Tiled framebuffers have a performance benefit because they better model the layout of objects on the screen. They give better locality of reference because each tile is packed tightly in memory, where in a linear framebuffer you might have to skip a thousand pixels ahead to get to the same horizontal offset one line down. Since your spatial locality is better with a tiled framebuffer, your working set fits in your cache better.
Despite this, X's framebuffer core uses linear access. even if the framebuffer appears to be tiled from the GPU's perspective. There may be a performance benefit to making the system framebuffer shadow match the GPU's tile layout. (The wfb software renderer is designed to allow this, but no (open) driver is seriously using it at the moment.) On the other hand, there may not be: the CPU overhead of compensating for the tile layout might outweigh any cache locality benefit.
Framebuffer Access
In general, framebuffer reads absolutely kill performance; we try to do as much work as possible in the write direction only. When CPU readbacks are unavoidable, it is usually more performant to tranfer large blocks of data in and out of framebuffer memory rather than operating on single pixels at a time.
Thrashing can occur when mixing operations that the hardware can accelerate with ops it can't. It remains an open question as to how to best deal with this. EXA and glamor take the attitude that the card can accelerate pretty much anything you throw at it, which seems pretty reasonable.
Algorithmic Issues
EXA's Render acceleration is adequate, but lacks support for a few things. External alpha is basically unaccelerated.
Trapezoid rasterisation in Render is not hardware accelerated. It almost certainly can't be done on fixed-function GL hardware. The software implementation has been reasonably well tuned, but could probably be better.
3D Rendering
DRI Drivers
TODO: Fill me in.
Mesa Core
The observation about tiling for 2D also applies to Mesa's software rasteriser, although by time you're doing 3D in software you're already in a world of hurt.
Interactive Performance
Prior to 1.19, the X server is single threaded (in 1.19 and later, input runs on a thread instead of from the SIGIO handler). Any operation in the server that takes a significant amount of time to complete will make the server feel laggy. This is common for the Mesa software renderer and the software Render code, but any part of the server could trigger this in theory. We should work to maintain fast execution of all code paths, as the X protocol is fairly hostile to multithreaded implementations. The one exception is the Xinerama case, where we could reasonably want one thread per GPU.

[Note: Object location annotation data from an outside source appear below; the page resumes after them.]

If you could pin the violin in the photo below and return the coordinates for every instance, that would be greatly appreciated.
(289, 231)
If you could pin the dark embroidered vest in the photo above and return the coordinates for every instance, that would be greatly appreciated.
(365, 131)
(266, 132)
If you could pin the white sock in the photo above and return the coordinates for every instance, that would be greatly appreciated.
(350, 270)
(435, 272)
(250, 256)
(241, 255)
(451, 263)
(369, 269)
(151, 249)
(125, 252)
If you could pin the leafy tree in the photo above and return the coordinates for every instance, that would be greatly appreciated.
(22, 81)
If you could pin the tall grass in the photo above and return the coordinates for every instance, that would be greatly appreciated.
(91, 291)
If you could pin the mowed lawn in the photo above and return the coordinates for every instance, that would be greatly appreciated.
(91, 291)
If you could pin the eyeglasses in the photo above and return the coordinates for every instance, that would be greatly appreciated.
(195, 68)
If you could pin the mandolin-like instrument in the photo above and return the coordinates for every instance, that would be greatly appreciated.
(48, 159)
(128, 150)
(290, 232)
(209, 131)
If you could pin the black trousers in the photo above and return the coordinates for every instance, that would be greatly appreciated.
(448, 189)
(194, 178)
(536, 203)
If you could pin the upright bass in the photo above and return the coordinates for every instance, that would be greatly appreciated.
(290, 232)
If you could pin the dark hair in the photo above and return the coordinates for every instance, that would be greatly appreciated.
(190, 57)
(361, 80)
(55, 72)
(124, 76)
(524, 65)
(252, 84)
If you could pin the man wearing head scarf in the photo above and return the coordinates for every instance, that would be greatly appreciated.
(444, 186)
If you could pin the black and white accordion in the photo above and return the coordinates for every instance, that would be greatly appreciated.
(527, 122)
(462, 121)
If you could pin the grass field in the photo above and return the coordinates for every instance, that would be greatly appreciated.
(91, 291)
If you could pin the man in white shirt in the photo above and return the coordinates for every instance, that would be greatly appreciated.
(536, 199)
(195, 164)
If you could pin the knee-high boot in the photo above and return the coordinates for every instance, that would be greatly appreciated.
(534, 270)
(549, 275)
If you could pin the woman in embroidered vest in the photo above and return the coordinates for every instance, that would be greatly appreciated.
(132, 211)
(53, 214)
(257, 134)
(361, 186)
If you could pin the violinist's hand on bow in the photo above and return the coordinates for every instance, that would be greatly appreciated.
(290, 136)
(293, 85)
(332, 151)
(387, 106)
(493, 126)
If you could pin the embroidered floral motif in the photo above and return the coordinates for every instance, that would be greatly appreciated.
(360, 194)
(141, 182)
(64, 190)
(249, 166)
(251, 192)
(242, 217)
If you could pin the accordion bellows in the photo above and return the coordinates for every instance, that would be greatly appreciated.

One of the worst performance issues X has is making opaque resizes fast. Since the window manager is in a separate process from the application, there are two round trip cycles involved, which makes the latency issues described above worse. There are several possibilities for working around this. One is to move responsibility for window decorations into the client; gtk3 implements this. Another would be to load some portion of the window manager in-process with the X server.
Perceptual Performance
Most X drivers do not synchronize their drawing to the vertical retrace signal from the monitor. (To be fair, very few windowing systems do this consistently, even MacOS X.) This leads to a tearing appearance on some drawing operations, which looks slow. If the vertical retrace signal could be exposed through the SYNC extension, applications could defer their rendering slightly and reduce or eliminate tearing. This requires extending each driver to support this, as well as adding a little support code to the server itself.
The un-Composited model of X operation requires many round trip operations to redraw areas when they are exposed (window move, etc.). using a trivial compositor is almost always a more pleasant experience than uncomposited X.